When you extract the core instead of the credit, you give yourself room to build something that actually belongs to you.

Developing a Voice Instead of Borrowing One

AI does not absolve us from authorship. It amplifies our choices. The words you use shape what the system retrieves. Choose specificity over shortcuts.

Instead of typing a name, describe what the work does. Describe how it treats the human figure, the negative space, the edge of the frame. Those descriptions force you into contact with your own perception, not someone else’s reputation.

Over time, that discipline compounds. Your work begins to carry a throughline. People can recognize it without explanation. Not because it resembles something famous, but because it is coherent.

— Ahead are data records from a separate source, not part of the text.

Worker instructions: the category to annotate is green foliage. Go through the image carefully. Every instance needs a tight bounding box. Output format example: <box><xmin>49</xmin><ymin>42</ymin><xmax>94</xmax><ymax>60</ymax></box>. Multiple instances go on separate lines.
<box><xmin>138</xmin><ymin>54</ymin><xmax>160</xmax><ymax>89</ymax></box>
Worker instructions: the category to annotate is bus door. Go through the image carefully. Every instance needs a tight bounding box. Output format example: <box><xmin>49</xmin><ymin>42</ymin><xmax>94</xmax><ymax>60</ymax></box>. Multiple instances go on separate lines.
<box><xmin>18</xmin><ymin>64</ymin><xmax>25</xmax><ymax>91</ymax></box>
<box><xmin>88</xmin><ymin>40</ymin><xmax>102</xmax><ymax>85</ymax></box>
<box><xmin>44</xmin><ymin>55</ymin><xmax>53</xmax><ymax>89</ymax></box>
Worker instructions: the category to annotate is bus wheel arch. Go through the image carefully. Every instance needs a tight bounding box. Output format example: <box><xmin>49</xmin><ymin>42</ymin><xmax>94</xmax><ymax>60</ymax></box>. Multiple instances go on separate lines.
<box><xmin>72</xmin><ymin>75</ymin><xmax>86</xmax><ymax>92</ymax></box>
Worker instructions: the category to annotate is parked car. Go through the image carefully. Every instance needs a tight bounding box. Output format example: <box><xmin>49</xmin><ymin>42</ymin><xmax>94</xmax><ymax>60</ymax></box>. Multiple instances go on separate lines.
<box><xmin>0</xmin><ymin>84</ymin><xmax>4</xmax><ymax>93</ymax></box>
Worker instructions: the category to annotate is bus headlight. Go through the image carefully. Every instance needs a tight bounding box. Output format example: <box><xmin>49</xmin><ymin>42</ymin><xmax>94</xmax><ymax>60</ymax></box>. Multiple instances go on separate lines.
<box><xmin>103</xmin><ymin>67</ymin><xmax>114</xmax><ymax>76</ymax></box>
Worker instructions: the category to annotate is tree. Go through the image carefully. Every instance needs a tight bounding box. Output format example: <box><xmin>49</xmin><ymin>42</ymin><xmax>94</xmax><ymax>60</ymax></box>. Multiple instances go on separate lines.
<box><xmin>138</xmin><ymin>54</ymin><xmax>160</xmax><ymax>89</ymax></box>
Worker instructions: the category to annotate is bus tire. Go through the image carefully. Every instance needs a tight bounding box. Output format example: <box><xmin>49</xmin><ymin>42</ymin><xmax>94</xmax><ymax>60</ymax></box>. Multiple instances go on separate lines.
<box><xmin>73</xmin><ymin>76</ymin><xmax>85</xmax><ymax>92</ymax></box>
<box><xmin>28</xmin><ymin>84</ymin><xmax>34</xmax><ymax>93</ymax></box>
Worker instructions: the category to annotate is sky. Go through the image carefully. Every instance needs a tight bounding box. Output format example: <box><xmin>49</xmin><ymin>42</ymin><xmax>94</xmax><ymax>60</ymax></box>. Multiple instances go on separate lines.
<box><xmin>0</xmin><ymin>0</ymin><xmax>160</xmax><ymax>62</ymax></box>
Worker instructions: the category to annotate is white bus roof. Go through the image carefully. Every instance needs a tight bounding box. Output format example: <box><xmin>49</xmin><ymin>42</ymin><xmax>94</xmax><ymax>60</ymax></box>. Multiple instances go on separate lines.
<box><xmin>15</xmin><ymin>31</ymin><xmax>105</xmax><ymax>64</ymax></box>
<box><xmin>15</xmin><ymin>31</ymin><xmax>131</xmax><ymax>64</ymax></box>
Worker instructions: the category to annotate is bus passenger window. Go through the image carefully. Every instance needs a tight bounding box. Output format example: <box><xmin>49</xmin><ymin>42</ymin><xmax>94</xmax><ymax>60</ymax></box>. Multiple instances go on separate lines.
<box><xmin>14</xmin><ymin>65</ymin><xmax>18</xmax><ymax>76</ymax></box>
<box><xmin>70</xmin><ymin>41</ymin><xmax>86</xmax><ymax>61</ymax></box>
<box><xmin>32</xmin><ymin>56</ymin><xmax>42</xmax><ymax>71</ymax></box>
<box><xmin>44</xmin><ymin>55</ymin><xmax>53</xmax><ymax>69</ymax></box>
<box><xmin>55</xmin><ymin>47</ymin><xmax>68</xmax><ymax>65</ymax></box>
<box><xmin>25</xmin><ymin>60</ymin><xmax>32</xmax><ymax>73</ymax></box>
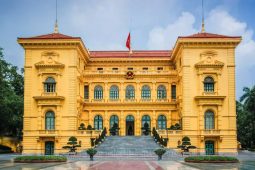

That coherence is what makes art feel trustworthy.

Choosing the Harder Path on Purpose

There are easier ways to generate attention. Borrowing a recognizable aesthetic will always be tempting, especially in an environment that rewards speed and surface familiarity. But ease has a cost. It flattens difference. It erodes accountability. It teaches creators to skip the hardest and most meaningful part of the process, which is learning how to listen to themselves.

I did not arrive at this stance through theory. I arrived through discomfort, illness, and an unwillingness to look away from what felt wrong. AI art gave me something precious when my body was unreliable. Respecting other artists’ identities was the price I was willing to pay to keep going.

Creating without using artists’ names is not a rule meant to police others. It is a choice rooted in respect, for the people who came before us and for the work we are still becoming capable of making.

Your voice already exists. AI will not give it to you. It will only reflect what you are willing to ask for.